"Kusursuz derecede nesnel ve titiz bir çalışma. İnsanların içine düştüğü idraksizliği açıklıyor ama bereket versin, geçiştirmiyor. Şaşırtıcı ve insanı saran, unutulmaz bir kitap".
- Marcel Reich-Ranicki
Tarihçi Saul Friedlander'in eseri, Yahudi soykırımı hakkında bir başyapıt olmanın yanında, Nazi ideolojisini ve iktidarını anlamak için anahtar kaynaklardan biridir.

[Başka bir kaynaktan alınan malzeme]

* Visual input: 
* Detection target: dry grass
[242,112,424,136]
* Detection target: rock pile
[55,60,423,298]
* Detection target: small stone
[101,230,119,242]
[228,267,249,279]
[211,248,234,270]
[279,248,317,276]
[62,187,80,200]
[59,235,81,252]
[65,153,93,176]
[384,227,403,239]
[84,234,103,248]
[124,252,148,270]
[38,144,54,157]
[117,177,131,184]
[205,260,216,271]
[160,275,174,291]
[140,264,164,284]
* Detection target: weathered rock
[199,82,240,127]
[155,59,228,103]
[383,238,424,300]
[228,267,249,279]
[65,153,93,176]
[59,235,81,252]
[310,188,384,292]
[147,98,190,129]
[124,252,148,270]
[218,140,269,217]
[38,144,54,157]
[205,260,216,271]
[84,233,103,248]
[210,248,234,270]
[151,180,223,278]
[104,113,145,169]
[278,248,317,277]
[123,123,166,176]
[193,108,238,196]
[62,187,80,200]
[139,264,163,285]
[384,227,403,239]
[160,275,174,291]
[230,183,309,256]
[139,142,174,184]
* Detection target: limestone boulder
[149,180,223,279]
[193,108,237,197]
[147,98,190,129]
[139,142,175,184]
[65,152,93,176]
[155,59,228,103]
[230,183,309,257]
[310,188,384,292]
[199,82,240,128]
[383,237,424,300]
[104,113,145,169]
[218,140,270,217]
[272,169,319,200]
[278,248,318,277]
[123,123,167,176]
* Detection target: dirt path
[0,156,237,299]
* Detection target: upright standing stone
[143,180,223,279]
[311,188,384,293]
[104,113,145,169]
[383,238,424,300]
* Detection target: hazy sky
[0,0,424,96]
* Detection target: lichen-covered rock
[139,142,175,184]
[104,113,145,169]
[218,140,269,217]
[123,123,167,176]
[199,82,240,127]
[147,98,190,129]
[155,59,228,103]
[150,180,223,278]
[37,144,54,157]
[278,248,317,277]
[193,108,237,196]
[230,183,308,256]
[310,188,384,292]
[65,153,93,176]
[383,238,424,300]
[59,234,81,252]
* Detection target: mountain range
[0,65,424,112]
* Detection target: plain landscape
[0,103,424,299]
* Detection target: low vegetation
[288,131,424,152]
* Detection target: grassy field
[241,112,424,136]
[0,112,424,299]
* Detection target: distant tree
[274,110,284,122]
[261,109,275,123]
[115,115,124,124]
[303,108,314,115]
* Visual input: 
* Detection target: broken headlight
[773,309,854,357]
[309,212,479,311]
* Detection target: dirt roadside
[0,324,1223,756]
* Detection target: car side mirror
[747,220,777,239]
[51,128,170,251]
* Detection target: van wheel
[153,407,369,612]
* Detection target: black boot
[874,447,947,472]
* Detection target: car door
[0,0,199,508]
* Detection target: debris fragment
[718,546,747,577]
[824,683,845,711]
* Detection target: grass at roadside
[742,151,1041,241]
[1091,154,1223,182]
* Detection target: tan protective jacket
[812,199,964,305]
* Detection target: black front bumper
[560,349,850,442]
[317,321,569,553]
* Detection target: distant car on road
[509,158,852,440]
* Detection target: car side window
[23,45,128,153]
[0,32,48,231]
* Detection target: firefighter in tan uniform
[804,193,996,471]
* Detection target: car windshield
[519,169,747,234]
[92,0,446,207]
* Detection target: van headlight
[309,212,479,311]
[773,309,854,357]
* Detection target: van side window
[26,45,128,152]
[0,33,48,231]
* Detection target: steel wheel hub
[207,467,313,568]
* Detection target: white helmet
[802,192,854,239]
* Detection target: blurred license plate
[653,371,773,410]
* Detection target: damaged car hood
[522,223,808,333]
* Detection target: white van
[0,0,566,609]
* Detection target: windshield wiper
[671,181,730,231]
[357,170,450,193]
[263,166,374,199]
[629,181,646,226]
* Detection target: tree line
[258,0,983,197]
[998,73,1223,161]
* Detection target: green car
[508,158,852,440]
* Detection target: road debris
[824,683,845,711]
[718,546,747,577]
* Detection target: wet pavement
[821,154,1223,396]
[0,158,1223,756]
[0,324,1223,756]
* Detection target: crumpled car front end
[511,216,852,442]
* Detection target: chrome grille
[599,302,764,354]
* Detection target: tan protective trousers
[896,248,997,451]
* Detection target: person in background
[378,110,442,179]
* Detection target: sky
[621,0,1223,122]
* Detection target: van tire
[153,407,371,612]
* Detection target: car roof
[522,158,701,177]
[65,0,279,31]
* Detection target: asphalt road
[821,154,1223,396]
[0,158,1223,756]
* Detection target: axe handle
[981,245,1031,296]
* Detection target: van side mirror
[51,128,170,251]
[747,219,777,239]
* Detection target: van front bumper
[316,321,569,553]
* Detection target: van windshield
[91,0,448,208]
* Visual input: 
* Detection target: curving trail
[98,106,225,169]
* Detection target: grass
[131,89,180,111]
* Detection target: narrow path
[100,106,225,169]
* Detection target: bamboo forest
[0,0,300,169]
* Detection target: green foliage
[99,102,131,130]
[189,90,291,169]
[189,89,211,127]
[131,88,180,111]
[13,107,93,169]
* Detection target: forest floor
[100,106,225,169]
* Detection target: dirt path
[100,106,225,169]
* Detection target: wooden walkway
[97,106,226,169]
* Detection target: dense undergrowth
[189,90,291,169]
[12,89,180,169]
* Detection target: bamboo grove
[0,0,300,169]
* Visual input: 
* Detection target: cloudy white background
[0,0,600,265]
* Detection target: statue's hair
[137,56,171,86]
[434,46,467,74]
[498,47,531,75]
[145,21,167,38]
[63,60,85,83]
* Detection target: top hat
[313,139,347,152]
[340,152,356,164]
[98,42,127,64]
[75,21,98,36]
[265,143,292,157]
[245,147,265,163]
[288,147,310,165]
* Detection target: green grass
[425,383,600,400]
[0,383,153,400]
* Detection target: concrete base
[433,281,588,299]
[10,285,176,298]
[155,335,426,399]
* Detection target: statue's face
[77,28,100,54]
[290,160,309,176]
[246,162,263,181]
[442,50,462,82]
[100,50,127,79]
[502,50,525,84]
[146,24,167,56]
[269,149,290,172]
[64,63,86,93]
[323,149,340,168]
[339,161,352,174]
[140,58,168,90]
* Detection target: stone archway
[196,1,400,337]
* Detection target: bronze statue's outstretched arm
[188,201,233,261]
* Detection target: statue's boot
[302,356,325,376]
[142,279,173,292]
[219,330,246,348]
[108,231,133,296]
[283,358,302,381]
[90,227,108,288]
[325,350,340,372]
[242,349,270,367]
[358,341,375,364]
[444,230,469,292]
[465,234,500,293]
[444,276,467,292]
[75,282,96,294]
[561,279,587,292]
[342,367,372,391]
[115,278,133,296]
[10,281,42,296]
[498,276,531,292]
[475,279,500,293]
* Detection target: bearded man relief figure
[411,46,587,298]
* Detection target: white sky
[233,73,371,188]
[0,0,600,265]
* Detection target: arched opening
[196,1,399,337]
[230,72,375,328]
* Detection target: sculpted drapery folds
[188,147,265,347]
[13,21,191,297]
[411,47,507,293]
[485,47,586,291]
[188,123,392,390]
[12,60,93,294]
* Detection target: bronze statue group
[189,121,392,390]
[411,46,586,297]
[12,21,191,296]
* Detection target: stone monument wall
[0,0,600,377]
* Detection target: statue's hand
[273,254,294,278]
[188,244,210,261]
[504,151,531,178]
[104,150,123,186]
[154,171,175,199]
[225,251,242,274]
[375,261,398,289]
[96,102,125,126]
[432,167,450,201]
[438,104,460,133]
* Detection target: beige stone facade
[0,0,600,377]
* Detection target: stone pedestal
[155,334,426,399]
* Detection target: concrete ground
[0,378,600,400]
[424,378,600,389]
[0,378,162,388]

1933-1939 arası dönemi ele alan bu ilk cilt, Nazi Almanyası'nda yaşamını sürdürmeye çalışan Yahudiler etrafındaki çemberin gitgide daralışını anlatıyor. Okura bu daralmayı hissettiren inanılmaz ayrıntılı bir tasvirle, bir korku rejiminin tablosunu çiziyor. Giderek takıntılı hale gelen bir takibat... Kurbanların çaresizliği... Kah eğlenerek kah korkarak olup biteni izleyen "seyirci" kitlesi... Kitap, nasyonal sosyalist Yahudi düşmanlığının, o zamana kadarki "geleneksel" anti-semitizmle farkı üzerinde duruyor. Nazi fanatizminin, nasıl bir girdap gibi felaketi derinleştirdiğini gösteriyor bize.
Friedlander, kurbanların korkularına ve çektikleri ezaya da dikkat eden, onları da konuşturan bir tarih yazımı yöntemini benimsemesiyle de dikkat çekiyor.